Q: Do you do pre-implantation genetic diagnosis (PGD)?
A. Yes. Pre-implantation Genetic Diagnosis (PGD) is done for genetic disorders such as muscular dystrophy or cystic fibrosis. In fact, there are now over 150 illnesses with a genetic basis that we can diagnose in the embryo. We also see patients to screen the embryos for what is referred to as abnormal numbers of chromosomes. We perform this test in patients with repeated pregnancy loss or in those at risk or concerned about having a child affected by some type of genetically transmitted disorder such as Down’s Syndrome.
Q: Is PGD recommended if we are concerned about having a child with Down’s syndrome?
A. Yes. We see an increasing number of patients who because of age are concerned about having a child affected with this disorder.
Q: Do you do gender selection?
A. Yes, and ours is the only practice we know of in our area to offer this service. We offer gender selection only to select couples who meet rigid eligibility criteria.
Q: Are all of your doctors board certified in reproductive endocrinology?
A. Yes. Each of our physicians is board certified in reproductive endocrinology and infertility. We have completed fellowship training in this subspecialty and have passed special examinations for this credential. Not all providers in the competing practices have these qualifications and certification.
Q: Do you have an on-site Lab Director with a PhD?

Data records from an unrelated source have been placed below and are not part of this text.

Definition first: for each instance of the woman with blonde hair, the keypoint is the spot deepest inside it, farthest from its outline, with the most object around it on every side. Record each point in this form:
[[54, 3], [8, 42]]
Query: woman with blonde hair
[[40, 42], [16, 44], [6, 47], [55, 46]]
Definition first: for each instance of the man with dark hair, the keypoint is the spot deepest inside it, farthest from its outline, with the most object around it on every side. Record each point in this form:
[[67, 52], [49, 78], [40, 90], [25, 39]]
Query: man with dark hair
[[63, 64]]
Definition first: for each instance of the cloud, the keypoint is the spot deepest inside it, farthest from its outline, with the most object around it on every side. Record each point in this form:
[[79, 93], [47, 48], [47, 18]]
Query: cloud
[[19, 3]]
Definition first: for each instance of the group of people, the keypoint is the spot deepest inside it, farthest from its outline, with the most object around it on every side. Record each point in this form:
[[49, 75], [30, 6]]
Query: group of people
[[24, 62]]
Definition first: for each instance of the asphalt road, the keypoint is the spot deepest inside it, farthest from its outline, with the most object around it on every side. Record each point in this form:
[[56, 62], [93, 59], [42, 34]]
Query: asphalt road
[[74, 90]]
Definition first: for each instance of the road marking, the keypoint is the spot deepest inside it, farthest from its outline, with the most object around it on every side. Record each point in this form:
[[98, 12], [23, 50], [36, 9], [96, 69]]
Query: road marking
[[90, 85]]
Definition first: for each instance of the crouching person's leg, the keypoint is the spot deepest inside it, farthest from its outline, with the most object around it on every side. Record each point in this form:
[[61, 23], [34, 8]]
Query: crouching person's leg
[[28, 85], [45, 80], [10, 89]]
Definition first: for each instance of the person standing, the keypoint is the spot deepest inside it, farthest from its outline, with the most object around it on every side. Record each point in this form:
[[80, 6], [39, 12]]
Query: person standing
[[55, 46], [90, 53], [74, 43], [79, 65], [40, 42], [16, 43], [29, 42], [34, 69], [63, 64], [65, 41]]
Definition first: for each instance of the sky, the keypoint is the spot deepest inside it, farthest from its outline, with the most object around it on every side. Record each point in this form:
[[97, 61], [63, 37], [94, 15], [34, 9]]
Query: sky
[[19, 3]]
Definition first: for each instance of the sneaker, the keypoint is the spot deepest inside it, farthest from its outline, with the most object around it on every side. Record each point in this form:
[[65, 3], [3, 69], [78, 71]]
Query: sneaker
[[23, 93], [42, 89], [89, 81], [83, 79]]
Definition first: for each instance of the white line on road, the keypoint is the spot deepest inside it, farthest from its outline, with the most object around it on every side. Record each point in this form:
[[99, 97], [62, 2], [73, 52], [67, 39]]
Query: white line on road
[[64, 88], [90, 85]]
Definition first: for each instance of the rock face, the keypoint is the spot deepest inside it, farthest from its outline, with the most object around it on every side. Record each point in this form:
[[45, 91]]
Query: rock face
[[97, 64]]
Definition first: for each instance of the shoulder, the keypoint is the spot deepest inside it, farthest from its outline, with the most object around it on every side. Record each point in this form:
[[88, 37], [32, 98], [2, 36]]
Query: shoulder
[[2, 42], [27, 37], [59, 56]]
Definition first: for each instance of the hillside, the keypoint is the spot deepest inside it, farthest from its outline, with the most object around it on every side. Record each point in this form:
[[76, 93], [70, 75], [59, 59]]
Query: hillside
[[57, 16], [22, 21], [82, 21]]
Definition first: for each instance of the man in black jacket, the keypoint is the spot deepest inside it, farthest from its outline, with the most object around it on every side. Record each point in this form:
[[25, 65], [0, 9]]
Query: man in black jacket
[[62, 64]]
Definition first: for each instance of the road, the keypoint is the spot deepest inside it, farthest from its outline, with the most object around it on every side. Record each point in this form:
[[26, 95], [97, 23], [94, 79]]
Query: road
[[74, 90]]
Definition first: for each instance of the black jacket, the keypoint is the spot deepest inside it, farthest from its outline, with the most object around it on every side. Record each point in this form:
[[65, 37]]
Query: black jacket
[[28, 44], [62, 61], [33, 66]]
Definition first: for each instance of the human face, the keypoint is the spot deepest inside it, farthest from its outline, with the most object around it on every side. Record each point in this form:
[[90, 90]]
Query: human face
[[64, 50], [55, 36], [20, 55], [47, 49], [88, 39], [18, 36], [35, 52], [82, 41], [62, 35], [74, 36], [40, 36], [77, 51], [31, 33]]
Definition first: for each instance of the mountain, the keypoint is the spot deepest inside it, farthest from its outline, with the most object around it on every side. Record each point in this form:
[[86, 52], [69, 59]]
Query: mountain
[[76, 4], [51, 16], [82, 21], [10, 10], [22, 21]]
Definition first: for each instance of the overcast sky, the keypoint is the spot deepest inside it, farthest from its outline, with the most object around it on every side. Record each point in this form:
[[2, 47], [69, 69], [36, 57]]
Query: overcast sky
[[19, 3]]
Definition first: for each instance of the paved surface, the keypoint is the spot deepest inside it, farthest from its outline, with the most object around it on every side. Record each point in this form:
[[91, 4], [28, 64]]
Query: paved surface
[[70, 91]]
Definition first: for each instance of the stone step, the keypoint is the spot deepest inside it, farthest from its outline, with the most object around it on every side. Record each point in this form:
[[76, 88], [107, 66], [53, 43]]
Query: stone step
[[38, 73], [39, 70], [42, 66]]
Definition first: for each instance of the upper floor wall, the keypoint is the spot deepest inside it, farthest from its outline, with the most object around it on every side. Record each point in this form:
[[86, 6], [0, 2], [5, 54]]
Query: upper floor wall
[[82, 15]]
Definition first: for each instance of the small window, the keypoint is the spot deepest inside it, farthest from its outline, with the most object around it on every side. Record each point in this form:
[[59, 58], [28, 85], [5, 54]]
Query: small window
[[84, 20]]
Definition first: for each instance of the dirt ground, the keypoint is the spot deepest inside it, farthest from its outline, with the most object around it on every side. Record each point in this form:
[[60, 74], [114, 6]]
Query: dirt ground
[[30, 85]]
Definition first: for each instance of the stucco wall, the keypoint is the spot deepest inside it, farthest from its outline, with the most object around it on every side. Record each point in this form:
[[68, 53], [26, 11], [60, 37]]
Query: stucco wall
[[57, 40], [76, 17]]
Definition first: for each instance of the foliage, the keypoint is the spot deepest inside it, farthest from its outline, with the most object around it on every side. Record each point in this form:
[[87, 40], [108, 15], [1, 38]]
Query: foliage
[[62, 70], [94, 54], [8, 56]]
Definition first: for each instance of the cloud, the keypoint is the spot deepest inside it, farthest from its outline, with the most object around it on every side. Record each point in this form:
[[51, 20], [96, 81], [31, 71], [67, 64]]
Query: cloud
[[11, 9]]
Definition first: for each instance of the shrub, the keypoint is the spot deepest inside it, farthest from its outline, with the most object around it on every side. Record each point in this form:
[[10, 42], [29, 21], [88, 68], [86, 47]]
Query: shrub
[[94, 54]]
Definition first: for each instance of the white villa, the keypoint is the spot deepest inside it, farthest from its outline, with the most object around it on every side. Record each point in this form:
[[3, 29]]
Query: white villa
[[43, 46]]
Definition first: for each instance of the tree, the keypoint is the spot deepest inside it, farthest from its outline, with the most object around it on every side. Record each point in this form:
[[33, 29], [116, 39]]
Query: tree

A. Yes. Our full-time Lab Director, Dr. Wiemer, has a PhD and over 20 years experience in embryology lab design. In addition to managing the day-to-day operations of our lab, he has participated in several significant studies that have improved pregnancy rates worldwide.
Q: Can I speak with someone in the Embryology Lab about my IVF cycle either before or after implantation?
A. Yes. Dr. Wiemer is available to review lab procedures with our patients and to familiarize the patients with lab protocol and procedures. Our goal is to make the clinical and lab care seamless and provide insight into how your eggs and sperm will be handled in the lab.
Q: What is the status of oocyte freezing?
A. We are proud to claim the first pregnancy from an oocyte freezing protocol in the Pacific Northwest. Drs. Letterie and Wiemer have studied oocyte freezing at our clinic. Through this funded study, we have defined our survival rates, fertilization rates and pregnancy rates for patients considering this option. Patients who want to take advantage of their age and freeze oocytes or those who are facing chemotherapy may want to consider this exciting option.
Q: Do you offer fertility preservation services to cancer patients on a high priority basis?
A. Yes. We are happy to see cancer patients immediately for a consultation so that fertility preservation may become a part of their treatment protocol.
Q: Do you offer technologies other than IVF for fertility care?
A. Yes. The treatment options at the Northwest Center for Reproductive Sciences run the complete spectrum from simple diagnostics and "conservative" treatments to the latest assisted reproductive technology. Though the success rates with contemporary IVF protocols have placed less aggressive treatments in a lesser role, these options are appropriate for many people who may not have an interest in IVF or who have ethical objections to this technology.